The Spanish tax authorities appealed this ruling to the Supreme Court.
The Supreme Court judgment
On 05 December 2018, the Supreme Court ruled on this case, finding in favour of the fund. The Supreme Court followed a previous Supreme Court ruling of 05 June 2018 issued in a very similar case, which, although it involved a UK unit linked insurer rather than a UCITS, contained equivalent underlying reasoning.
The Supreme Court has confirmed that, although the WHT was originally deducted by the relevant Spanish listed issuers paying the dividends in accordance with domestic law, the fact that the income tax law applicable to non-residents did not provide any method for recovering the difference between the initial WHT borne and the 1% effective income taxation which a comparable domestic fund (a Spanish UCITS) would finally bear, constituted illegal discrimination under EU law.

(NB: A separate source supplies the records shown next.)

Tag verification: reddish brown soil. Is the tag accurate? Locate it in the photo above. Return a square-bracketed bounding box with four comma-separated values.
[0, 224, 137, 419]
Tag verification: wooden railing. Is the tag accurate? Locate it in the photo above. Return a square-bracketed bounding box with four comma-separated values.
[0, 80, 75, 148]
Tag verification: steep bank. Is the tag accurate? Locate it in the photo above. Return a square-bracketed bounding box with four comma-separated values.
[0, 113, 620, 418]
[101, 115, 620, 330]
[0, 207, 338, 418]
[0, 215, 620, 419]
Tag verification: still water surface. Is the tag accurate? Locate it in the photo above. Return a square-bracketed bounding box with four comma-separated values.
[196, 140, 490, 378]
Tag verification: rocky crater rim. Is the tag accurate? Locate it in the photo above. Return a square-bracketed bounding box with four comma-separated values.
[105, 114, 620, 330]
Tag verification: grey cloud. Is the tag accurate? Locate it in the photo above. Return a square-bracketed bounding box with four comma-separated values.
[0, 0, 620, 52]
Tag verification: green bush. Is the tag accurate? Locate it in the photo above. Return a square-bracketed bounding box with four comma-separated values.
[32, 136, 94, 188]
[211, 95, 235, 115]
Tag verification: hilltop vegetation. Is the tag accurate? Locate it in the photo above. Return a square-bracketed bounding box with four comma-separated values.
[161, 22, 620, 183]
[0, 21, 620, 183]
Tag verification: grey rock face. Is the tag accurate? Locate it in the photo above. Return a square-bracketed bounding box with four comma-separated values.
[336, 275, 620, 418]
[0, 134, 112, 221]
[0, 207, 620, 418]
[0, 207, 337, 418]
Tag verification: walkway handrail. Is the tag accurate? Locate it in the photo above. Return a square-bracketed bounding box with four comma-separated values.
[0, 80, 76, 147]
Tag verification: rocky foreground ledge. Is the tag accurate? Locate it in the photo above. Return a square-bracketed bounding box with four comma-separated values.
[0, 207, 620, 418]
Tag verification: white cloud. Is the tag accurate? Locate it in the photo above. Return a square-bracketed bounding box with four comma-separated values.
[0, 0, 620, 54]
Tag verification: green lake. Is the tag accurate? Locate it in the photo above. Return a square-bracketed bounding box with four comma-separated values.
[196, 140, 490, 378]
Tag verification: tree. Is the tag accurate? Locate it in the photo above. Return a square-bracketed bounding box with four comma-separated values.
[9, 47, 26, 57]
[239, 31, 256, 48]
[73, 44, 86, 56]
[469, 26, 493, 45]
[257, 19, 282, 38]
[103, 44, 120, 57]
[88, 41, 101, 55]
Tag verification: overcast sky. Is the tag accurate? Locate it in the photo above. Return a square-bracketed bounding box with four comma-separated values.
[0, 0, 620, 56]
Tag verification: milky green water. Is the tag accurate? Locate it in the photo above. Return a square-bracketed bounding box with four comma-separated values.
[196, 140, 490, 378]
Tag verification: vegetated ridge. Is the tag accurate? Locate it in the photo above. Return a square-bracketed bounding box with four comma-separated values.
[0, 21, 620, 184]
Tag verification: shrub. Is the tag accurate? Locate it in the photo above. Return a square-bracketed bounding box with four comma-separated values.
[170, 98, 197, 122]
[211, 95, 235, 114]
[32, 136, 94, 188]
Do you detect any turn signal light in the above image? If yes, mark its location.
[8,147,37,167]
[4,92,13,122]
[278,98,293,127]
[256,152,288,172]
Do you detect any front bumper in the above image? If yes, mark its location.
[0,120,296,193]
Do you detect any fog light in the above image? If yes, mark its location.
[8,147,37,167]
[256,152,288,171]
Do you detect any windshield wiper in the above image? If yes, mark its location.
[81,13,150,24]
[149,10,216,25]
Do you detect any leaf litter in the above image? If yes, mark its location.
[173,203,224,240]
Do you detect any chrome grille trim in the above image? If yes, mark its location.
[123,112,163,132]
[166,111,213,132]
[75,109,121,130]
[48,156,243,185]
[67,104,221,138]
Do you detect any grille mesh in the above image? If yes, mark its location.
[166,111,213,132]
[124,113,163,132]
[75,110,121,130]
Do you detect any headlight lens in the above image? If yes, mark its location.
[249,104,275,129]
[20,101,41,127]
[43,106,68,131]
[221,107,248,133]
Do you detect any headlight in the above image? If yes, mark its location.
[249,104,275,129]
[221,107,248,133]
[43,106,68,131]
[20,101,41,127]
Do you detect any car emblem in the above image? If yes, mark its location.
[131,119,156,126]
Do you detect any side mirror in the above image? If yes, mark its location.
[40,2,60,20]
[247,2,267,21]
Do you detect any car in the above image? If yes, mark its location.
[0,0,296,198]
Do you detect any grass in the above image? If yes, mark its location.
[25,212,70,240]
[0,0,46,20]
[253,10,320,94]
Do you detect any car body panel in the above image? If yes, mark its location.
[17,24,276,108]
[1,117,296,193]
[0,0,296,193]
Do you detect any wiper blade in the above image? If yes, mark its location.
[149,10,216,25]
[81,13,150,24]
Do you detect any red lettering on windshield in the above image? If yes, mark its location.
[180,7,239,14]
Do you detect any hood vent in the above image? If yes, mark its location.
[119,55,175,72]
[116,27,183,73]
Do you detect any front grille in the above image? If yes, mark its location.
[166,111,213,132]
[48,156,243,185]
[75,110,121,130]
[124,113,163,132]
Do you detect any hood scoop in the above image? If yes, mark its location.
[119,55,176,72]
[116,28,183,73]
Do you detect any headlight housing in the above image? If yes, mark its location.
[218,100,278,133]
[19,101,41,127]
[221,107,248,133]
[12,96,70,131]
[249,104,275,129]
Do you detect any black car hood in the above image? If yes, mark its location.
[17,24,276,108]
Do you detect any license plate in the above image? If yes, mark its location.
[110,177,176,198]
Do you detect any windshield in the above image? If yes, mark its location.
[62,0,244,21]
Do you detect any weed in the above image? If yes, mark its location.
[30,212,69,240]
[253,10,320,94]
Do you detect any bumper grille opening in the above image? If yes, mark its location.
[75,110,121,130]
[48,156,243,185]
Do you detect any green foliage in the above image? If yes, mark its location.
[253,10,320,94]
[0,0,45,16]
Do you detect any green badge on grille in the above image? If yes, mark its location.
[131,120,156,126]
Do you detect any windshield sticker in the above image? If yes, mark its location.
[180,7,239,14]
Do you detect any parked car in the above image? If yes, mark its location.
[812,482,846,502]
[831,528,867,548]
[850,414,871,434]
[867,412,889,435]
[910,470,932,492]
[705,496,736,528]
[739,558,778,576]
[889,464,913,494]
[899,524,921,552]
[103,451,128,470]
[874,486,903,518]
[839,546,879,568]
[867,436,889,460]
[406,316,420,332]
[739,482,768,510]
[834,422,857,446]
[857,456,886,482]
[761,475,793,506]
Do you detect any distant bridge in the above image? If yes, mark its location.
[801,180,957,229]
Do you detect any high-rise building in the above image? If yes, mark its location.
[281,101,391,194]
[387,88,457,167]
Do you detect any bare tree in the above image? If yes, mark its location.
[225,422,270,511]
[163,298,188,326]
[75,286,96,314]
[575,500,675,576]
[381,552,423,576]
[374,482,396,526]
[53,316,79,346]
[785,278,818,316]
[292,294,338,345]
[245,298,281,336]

In accordance with the earlier case law of the Supreme Court, any breach of EU law gives rise to an undue tax payment suitable for indemnification via statutory interest running from the initial date of payment of the WHT.

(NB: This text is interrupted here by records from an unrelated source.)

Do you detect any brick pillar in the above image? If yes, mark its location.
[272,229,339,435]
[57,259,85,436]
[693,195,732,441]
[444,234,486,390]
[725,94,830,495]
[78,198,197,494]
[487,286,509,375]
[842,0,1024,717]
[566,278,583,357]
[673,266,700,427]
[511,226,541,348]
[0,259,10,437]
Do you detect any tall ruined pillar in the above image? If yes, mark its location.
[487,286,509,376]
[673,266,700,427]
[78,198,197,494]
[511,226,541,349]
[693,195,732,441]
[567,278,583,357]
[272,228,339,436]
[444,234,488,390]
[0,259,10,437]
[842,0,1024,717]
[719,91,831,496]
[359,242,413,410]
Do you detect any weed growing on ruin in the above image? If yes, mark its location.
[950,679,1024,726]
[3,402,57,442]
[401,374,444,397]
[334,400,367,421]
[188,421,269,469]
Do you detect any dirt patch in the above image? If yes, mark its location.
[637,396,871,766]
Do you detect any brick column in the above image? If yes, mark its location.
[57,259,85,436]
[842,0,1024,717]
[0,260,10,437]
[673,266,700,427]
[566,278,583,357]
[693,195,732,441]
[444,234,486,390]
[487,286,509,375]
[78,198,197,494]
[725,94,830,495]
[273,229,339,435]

Therefore, the approach claimed by the fund from the outset has been endorsed by the Supreme Court.
Comment
Though mostly expected since the recent ruling of the Supreme Court of 05 June 2018 in a similar case concerning a unit-linked insurer, this final judgment is a major milestone for Fokus Bank claims in Spain, particularly for UCITS. Firstly, because this is the first Supreme Court judgment in a UCITS case, and secondly, because it consolidates the Supreme Court’s position on this issue, which was determined for the first time in the 05 June 2018 ruling.
The fact that there are now two Supreme Court rulings on this issue means that there is very little likelihood of the Supreme Court’s current position changing in the future.
The financial impact of these two rulings has been estimated by the Spanish tax authorities as exceeding €1bn in additional refunds to UCITS, unit linked insurers and other asset managers with investments in Spanish equities prior to 2010.
Other asset managers, such as, for example, AIF managers or US fund managers, should also regard this ruling as a promising development for any existing or contemplated dividend WHT recovery claims, particularly bearing in mind the existence of several outstanding cases relating to US funds at Supreme Court level. Despite the fact that those claims by non-UCITS and US funds will require separate consideration by the court, the confirmation that the court is generally not taking a restrictive approach to the subject of discrimination under EU law is good news for asset managers generally.
Any AIF or US fund managers which have not already done so should now begin to evaluate their options for obtaining WHT refunds in Spain.